NEW YORK (Reuters Health) - For patients with diabetes and complex multivessel coronary artery disease, the risk of repeat vascularization within one year is elevated 3-fold after percutaneous coronary intervention (PCI) compared with surgery, according to a subgroup analysis from the multinational SYNTAX study.
Otherwise, rates of serious outcomes at 12 months in diabetic patients were similar after coronary artery bypass grafting (CABG) and PCI with the Taxus Express paclitaxel-eluting stents.
The SYNTAX study was the first to compare CABG and PCI with Taxus for complex left main and/or 3-vessel disease in both diabetic and nondiabetic patients, Dr. Adrian P. Banning and co-authors note in the Journal of the American College of Cardiology for March 16.
The trial evaluated major adverse cardiac and cerebrovascular events in 1800 patients, with a piori stratification based on the presence or absence of medically treated diabetes and left main disease The CABG group consisted of 897 subjects overall (676 nondiabetics, 221 with diabetes), and the PCI group contained 903 subjects (672 nondiabetics, 231 with diabetes). Only patients taking oral antiglycemics or insulin were classified as diabetics; patients controlling the disease by diet only were included in the nondiabetic group.
The primary SYNTAX endpoint – a composite of death, stroke, and myocardial infarction -- was not met in the subgroup analyses. Thus, Dr. Banning, from John Radcliffe Hospital, Oxford, UK, and his colleagues say the results are “hypothetical and hypotheses generating only” and “should not necessarily dictate any change in current practice patterns.”
(In the overall SYNTAX analysis, however, patients treated with CABG had much lower rates of major cardiac or cerebrovascular events, or MACCE, at 1 year than those managed with PCI. See Reuters Health story posted February 18, 2009.)
In analyses restricted to diabetic patients, not only was there no difference between the CABG and PCI groups in rates of MACCE, but there was also no difference in rates of symptomatic graft occlusion or stent thrombosis.
There were, however, significantly higher rates of repeat revascularization with PCI in both diabetics (6.4% after CABG vs 20.3% after PCI, relative risk 3.18) and nondiabetics (5.7% vs 11.1%, respectively, RR = 1.94). The difference between diabetics and nondiabetics in the PCI group was significant.
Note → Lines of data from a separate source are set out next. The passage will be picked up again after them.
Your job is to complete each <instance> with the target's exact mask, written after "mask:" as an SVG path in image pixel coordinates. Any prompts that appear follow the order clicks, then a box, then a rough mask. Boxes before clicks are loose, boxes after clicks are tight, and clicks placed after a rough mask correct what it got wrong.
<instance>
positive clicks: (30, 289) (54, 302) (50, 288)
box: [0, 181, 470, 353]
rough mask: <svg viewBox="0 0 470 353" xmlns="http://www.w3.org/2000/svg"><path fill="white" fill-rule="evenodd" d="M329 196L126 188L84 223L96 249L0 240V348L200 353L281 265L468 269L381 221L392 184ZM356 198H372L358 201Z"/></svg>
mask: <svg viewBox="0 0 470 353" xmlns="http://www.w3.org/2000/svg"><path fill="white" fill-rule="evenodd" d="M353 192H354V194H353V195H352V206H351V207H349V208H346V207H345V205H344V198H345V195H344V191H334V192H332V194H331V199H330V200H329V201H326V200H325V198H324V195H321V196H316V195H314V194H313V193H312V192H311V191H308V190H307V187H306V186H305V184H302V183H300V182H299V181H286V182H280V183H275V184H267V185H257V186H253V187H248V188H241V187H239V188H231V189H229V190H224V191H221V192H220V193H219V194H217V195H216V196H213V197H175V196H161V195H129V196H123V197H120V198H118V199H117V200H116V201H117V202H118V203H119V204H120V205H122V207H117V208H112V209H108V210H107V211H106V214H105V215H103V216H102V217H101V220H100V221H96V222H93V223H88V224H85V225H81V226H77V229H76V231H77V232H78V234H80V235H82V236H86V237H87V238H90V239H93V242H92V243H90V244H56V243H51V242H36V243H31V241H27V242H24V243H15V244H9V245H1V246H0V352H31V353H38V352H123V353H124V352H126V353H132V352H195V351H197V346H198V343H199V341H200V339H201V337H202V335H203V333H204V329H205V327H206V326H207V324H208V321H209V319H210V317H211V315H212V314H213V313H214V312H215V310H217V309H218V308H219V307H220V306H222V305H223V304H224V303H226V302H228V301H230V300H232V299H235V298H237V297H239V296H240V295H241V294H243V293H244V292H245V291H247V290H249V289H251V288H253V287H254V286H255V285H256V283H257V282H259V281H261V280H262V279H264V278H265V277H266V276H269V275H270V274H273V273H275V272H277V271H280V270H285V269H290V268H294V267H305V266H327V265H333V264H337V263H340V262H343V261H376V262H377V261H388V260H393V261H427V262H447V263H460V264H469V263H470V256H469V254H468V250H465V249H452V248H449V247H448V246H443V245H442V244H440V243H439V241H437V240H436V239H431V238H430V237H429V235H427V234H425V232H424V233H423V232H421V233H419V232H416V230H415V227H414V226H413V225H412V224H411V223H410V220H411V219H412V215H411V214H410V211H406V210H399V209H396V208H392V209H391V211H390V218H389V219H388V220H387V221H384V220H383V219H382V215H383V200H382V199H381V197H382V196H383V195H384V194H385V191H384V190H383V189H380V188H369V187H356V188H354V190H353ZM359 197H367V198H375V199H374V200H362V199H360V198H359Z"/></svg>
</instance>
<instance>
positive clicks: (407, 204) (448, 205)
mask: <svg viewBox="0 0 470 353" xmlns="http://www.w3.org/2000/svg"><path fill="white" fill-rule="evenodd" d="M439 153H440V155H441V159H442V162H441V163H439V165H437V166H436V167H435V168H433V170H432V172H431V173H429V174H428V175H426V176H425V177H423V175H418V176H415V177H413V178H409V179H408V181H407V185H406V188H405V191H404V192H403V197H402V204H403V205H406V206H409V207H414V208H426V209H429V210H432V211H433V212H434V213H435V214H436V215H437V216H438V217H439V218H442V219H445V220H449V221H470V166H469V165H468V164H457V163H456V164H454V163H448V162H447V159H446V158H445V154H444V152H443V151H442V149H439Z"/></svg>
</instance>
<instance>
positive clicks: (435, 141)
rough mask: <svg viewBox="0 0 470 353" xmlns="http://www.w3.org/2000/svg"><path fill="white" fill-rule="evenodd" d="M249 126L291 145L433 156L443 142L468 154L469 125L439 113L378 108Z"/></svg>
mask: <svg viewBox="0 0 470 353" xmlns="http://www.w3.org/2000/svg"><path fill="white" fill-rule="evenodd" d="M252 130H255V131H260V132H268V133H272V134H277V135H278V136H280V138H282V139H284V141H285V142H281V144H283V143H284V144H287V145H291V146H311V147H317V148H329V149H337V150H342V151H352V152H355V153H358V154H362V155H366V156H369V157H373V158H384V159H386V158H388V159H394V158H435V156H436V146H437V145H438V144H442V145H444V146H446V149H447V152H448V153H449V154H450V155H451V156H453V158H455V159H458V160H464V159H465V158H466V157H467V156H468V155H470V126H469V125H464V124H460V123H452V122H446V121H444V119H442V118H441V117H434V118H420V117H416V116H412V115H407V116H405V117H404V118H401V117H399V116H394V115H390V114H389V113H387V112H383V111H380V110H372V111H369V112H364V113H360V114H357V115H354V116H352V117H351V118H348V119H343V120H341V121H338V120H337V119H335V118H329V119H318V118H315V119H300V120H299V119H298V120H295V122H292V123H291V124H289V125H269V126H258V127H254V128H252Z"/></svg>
Overall, the number needed to treat by CABG to avoid 1 major adverse cardiac or cerebrovascular event (driven primarily by repeat revascularization) was 9 for patients with diabetes and 31 for nondiabetic patients.
The researchers note that aggressive progression of diffuse disease in diabetics is likely to have a greater impact in the stented cohort versus the CABG group, in which distal grafts minimize disease progression in upstream proximal vessels.
They caution, however, that due to the complexity of participants’ coronary artery disease, these results should not be generalized to all patients with diabetes. Also, these results are early, with follow-up planned for 5 years.
They conclude, “These exploratory results may extend the evidence base” for paclitaxel-eluting stents in selected diabetic and nondiabetic patients with left main and/or 3-vessel disease.
In an editorial, Dr. Harold L. Dauerman, from the University of Vermont in Burlington, states, “At 1 year, there is no death penalty associated with multivessel PCI” in patients with diabetes, though that doesn’t preclude its appearance with longer follow-up.
However, he adds, “The use of (drug-eluting stents) fails to turn diabetic patients into nondiabetic patients,” given the higher risk of repeat revascularization with PCI.
He concludes that multivessel PCI is a viable general option for diabetics, while warning that PCI without drug-eluting stents has been shown to increase mortality and should not be avoided.